大身槍 村正
(むらまさ)


Ohmiyari:Muramasa



古刀・伊勢 室町末期 最上作
保存刀剣鑑定書付き




刃長:56.1(一尺八寸五分) 茎長:58.0 反り:なし
元幅:2.41 元重ね:0.93 穴2




平三角造り、塩首は八角で短く、平地に細い棒樋を入れる。 鍛え、板目流れて肌立ち、地沸厚く付き、地鉄良好。 刃文、直湾れ調で、小互の目、小乱れ交じり、刃縁沸付いて明るく締まり、所々沈み勝ちとなり、刃中金筋、砂流し掛かる。 帽子、直調で小丸風に返る。 茎生ぶ、先切り、鑢浅い勝手下り。 時代研磨。 白鞘入り(割れ有り、銅地口金付き)。  



【コメント】
愛刀家の方でなくとも、一般的に良く知られるのが千子村正であり、その知名度は正宗、虎徹、清麿に並びます。徳川家に多くの禍をもたらしたことから、『妖刀村正』と恐れられ、徳川家には忌み嫌われ、一説によると、江戸時代には大名、旗本も所持することを禁じられたと伝わっています。その一方で、徳川家に恨みを持つ外様大名達は、『無銘』又は『廣正』、『正廣』などと改鏨するなどして秘かに愛用、特に幕末期には、徳川家に祟るとの伝説から勤皇の志士達に好まれ人気を博したとも云います。
そして何と言っても万人を魅了して止まないのはその凄まじい斬れ味、徳川家に忖度したためか、江戸時代に作られた業物位列には入っていませんが、その斬れ味は虎徹と同等かそれ以上、本来であれば間違いなく最上大業物にその名を連ねる刀工です。
本作は大変貴重な村正の大身槍、これまでも本誌では、村正の在銘正真作を百振り程掲載致しましたが、大身槍の在銘正真作は初です。
因みに定義として、『刃長が一尺を超えるもの』を大身槍と呼び、『天下の三名槍』である『御手杵(おてぎね)(四尺六寸)』、『日本号(二尺六寸二分)』、『蜻蛉切(とんぼぎり)(一尺四寸)』も大身槍です。
寸法一尺八寸五分、平三角造り、直湾れ調で、小互の目、小乱れ交じりの焼き刃は、刃縁沸付いて明るく締まり、所々沈み勝ちとなり、刃中金筋、砂流し掛かる出来で、白鞘入りですが、鯉口部分に銅地の口金が付いています。
通常の槍の二、三倍近い重量、太く鋭い穂先、特にその長く大きな穂先は突くだけでなく斬撃、薙ぎ払いなどの多様な攻撃が可能であるため、乱戦では無類の強さを誇ったという大身槍。

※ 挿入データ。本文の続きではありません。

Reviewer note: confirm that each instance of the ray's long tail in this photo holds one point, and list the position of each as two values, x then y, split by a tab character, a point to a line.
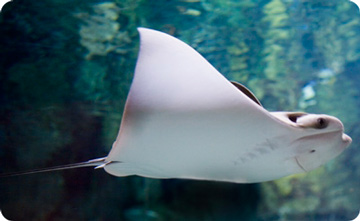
98	163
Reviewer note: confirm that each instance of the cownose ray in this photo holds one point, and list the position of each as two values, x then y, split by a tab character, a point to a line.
357	3
183	119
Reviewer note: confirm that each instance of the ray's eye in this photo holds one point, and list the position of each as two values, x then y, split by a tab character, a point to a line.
321	123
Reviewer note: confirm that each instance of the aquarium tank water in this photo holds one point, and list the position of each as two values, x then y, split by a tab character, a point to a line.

前述の『天下の三名槍』を振るったと伝わるのが、黒田、豊臣家に仕えた後藤又兵衛基次、秀吉子飼いで『賤ヶ岳の七本槍』の福島正則、『徳川四天王』の本多平八郎忠勝らであり、皆戦国最強武将として必ずその名が挙がる強者で、槍名人としても恐れられた猛将達ばかりです。逆に言えば、彼ら程の達人でなければ扱い切れず、使い手を選ぶ傾向にもあるのが大身槍です。
何はともあれ、遂に出ました村正の大身槍、ある意味最強の槍と言っても過言ではありません。妖刀村正コレクションには絶対加えるべき逸品、次は何時になるか皆目見当も付きません。